By identifying problems early—before code is merged and deployed—Graphite helps maintain a clean, efficient, and maintainable codebase. Moreover, thorough code reviews, aided by intelligent suggestions, encourage developers to include proper error handling, logging, and instrumentation in their code, enhancing observability once the software is running. Graphite's automatic comments can catch subtle errors before they become bugs, and its AI can suggest fixes for identified issues, streamlining the review cycle and ensuring consistency and standards.

In essence, Graphite acts as a smart assistant in the code review process, helping engineers ship higher-quality code faster. This proactive approach means fewer problems escape into production, and those that do are easier to monitor and troubleshoot due to code written with observability in mind.

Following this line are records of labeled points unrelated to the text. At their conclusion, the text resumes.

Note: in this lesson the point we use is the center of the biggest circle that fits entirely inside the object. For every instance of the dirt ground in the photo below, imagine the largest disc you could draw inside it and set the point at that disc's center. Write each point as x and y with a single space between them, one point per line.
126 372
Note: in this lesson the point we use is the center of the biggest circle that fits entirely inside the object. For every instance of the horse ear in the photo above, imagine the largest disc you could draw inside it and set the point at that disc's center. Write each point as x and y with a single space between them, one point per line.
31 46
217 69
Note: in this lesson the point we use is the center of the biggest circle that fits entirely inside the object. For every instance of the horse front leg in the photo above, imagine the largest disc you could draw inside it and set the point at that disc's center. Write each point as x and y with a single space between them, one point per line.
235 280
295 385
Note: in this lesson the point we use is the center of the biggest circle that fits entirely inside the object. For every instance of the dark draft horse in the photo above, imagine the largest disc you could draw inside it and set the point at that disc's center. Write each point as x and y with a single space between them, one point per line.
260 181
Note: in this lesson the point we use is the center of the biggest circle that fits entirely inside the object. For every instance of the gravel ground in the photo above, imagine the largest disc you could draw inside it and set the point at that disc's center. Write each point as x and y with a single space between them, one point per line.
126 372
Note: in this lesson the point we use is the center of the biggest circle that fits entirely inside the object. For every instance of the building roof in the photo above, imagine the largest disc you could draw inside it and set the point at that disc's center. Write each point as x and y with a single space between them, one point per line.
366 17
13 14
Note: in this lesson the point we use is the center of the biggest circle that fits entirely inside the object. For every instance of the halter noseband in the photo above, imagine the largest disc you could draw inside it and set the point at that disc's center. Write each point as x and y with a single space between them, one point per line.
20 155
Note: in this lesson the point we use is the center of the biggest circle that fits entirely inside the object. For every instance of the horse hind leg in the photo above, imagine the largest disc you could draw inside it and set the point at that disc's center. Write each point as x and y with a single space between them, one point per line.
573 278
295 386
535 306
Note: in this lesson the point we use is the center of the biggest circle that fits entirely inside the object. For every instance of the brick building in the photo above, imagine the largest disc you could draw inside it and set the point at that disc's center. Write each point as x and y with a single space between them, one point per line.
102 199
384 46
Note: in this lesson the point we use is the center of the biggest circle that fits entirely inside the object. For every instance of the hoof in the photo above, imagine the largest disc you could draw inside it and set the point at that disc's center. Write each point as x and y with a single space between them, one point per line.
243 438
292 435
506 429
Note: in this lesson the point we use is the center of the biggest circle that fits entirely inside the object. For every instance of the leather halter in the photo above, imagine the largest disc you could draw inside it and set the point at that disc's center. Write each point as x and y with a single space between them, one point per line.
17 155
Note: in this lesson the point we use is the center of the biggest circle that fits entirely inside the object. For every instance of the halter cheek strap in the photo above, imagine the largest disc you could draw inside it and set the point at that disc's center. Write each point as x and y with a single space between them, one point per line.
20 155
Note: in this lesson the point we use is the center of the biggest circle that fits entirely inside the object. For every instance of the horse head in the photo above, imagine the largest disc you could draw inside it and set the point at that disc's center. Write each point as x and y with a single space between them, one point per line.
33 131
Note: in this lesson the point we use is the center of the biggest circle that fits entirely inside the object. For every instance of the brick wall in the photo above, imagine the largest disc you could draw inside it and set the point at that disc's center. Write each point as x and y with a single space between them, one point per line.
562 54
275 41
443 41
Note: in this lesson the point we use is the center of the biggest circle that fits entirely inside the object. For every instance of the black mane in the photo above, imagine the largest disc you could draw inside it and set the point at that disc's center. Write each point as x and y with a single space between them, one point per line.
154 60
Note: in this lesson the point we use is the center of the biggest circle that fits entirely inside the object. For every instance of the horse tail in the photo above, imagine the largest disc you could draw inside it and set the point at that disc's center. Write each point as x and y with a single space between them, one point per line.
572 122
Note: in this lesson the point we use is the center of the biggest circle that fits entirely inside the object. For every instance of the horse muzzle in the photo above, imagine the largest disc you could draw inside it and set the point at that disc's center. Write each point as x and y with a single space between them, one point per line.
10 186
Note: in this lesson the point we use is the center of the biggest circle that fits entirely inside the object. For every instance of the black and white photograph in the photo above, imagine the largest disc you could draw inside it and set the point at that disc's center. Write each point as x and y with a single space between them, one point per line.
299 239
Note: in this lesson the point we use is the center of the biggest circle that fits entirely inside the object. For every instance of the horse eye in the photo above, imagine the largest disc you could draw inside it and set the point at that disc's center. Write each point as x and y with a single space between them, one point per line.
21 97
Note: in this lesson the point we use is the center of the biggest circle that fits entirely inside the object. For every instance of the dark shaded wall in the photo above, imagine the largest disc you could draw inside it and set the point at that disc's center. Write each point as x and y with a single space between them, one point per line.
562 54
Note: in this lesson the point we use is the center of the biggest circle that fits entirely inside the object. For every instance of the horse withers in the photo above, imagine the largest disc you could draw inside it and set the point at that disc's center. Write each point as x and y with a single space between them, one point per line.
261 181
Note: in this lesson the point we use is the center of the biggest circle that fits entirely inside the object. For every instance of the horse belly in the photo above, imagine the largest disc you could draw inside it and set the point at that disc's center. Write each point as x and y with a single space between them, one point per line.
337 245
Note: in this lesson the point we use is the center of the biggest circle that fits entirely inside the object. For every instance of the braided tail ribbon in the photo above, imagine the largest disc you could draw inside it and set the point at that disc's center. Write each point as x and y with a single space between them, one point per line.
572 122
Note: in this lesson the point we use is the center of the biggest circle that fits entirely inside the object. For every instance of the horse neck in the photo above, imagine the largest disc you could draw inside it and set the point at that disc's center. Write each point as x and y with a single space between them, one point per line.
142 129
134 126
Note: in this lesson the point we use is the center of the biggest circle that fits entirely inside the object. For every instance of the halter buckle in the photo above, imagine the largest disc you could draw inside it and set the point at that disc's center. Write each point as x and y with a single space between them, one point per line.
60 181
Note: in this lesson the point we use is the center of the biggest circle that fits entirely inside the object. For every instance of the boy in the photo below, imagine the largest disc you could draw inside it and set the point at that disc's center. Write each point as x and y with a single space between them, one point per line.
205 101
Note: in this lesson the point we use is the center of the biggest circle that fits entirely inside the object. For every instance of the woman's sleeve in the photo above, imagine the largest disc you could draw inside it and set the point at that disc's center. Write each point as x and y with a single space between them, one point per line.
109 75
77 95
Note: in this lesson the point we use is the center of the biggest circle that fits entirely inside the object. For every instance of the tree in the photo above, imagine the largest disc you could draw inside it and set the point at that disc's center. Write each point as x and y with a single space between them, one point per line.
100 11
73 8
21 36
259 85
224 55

Monitoring and observability work hand in hand in DevOps. Monitoring tracks key metrics and alerts you when something’s wrong; observability helps you understand why it happened by analyzing logs, traces, and other data. Both are essential—monitoring shows symptoms, observability reveals causes. Combining alerts, dashboards, and rich telemetry enables teams to catch and fix issues quickly, even in complex systems. Strong observability, supported by good instrumentation and code reviews (with help from tools like Graphite), leads to faster debugging and more resilient software. Together, they create a feedback loop that keeps systems reliable and teams informed.